The first plank in the ethics platform calls for closing what it dubs a “friend loophole” allowing some elected officials to accept gifts of unlimited value if they claim the gift is from a friend.

Guadagno said it would respond to the issues raised in the ongoing federal corruption trial of Menendez, who is accused of using his office to help a friend who’s a doctor who had given him lavish gifts – and not, she said, gifts Gov. Chris Christie has accepted over the years from Dallas Cowboys owner Jerry Jones and the king of Jordan.

“Well, I’m not going to speak to Gov. Christie. I think that we should talk about what’s going on right now in federal court.”
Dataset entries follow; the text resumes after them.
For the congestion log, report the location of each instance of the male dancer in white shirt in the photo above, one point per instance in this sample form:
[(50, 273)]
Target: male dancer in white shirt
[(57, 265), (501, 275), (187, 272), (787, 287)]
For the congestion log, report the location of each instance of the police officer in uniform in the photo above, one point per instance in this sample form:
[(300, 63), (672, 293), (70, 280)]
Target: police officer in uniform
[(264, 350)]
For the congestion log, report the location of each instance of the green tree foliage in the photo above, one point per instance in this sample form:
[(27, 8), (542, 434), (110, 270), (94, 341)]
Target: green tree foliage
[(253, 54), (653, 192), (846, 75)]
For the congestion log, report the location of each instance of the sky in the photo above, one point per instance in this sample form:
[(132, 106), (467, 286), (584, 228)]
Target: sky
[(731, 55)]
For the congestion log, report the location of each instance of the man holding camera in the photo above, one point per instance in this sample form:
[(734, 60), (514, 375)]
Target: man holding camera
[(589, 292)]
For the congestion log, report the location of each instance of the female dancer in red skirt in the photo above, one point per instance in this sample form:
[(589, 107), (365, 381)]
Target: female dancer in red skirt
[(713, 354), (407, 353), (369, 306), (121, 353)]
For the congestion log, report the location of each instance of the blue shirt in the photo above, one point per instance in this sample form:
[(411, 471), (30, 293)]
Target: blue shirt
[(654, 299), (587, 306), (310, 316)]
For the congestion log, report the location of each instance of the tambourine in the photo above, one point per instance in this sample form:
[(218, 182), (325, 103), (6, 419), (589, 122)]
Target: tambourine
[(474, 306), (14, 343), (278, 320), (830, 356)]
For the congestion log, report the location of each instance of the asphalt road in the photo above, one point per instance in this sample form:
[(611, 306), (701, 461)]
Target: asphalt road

“The difference here is that Sen. Menendez has been, a grand jury has found probable cause to believe that the senator accepted gifts improperly. And that’s what this plan is addressing quite clearly – someone who improperly, allegedly improperly accepted lavish gifts over a long period of time puts into question everybody’s independence,” she said. “And that’s what I am talking about in terms of this executive order.”

However, Guadagno’s planned executive order imposing stricter disclosure rules and limits would apply to state executive branch officials, not federal lawmakers.

Daniel Bryan, a spokesman for Democratic gubernatorial candidate Phil Murphy, cited the George Washington Bridge lane-closure scandal in dismissing the package as a "cynical political ploy."

"Kim Guadagno has stood right by Chris Christie’s side every day throughout this ethically bankrupt administration's eight years. Guadagno was on Christie’s side on Bridgegate, saying she ‘took him at his word’ for his claims he had nothing to do with the scandal — she’s about the only person in New Jersey who buys that," Bryan said.

"Now, she pulls out an ethics plan almost identical in phrasing to what Chris Christie used when he became governor — and we know how that worked out,"  he said. "Kim Guadagno is not credible on the biggest scandal in her own administration; she certainly isn’t credible with this cynical political ploy."

Guadagno's package of proposals would also:

  • Prevent people for running for more than office at a time. The Democratic candidate for lieutenant governor, former Speaker Sheila Oliver, is also on the ballot in the 34th District seeking re-election to the Assembly.
  • Bar administration officials from lobbying for five years after they leave their state job and ban contract lobbyists from serving on statutory boards and commissions.
  • Add more detail to income reporting requirements on financial disclosure forms for elected officials and candidates for state office.
  • Require all state candidates and officeholders to release their income-tax returns annually. Murphy, a multimillionaire who used to be an executive at Goldman Sachs, allowed reporters to view his returns for a few hours one day but hasn’t made copies publicly available. By tradition, candidates for statewide office provide access to tax returns. Guadagno is calling for that to apply to all state Senate and Assembly candidates, too.
  • Withhold paychecks from the governor, legislators and Cabinet officers if there are future government shutdowns, if an annual state budget isn’t enacted by the June 30 deadline. She also wants lawmakers’ pay to be cut in the state’s credit rating is downgraded.
  • Ensure the state Election Law Enforcement Commission is better staffed and funded.

The plan also recycles an idea Guadagno emphasized in the primary: Eliminating a panel of people appointed by the governor and legislative leaders that would have to unanimously approve annual transportation spending plans.

Guadagno said many of the planks in the plan are aimed at making sure officials don’t have self-enrichment in the back of their mind.

“People believe that you go into government service just to get a better job when you get out,” Guadagno said. “You should not ever think that you’re going to get rich because you go to work for the government.”